Besides the dour jobs report, investors also learned that the S&P 500 is pacing for year-over-year earnings growth of 10.3%, well above the 5% expected entering the reporting period, per FactSet data.

On top of that, we heard Big Tech giants say they’re set to spend another $364 billion in AI investments during 2026, and third quarter earnings estimates for the S&P 500 weren’t slashed during the first month of the quarter for the first time in over a year.

In other words, while the US economic growth story is taking hits, the fundamental driver of the AI-driven bull market is absolutely cooking. That made Mike Wilson and the equity strategy team at Morgan Stanley declare “we’re buyers of pullbacks,” and that the team is bullish over the next 12 months.

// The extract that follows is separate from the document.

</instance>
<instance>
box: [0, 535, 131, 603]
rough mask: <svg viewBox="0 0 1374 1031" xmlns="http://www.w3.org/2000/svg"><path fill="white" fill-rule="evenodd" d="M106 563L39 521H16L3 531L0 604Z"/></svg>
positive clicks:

“While there’s risk in the near-term, we are gaining confidence in our 12-month bullish view fueled by better earnings/cash flow growth,” Wilson wrote. “The drivers include positive operating leverage, AI adoption, dollar weakness, cash tax savings from the [One Big Beautiful Bill], easy growth comparisons, and pent up demand for many sectors in the market.”

BlackRock’s Investment Institute, led by Jean Boivin, wrote in a weekly market commentary note that there is a clear “tug-of-war” between the economic drag of tariffs and US corporate resilience driven by AI.

They, too, are taking their signal from the latter.

“Questions remain about who will pay for tariffs,” Boivin’s team wrote. “Early signs indicate a mix of consumers and companies. We think US corporate strength could cushion the blow and stay overweight the AI theme and U.S. stocks.”

In a research note summing up earnings reports seen from more than two-thirds of S&P 500 companies this quarter, Bank of America Securities head of US equity and quantitative strategy Savita Subramanian wrote that the “AI arms race is alive and well.”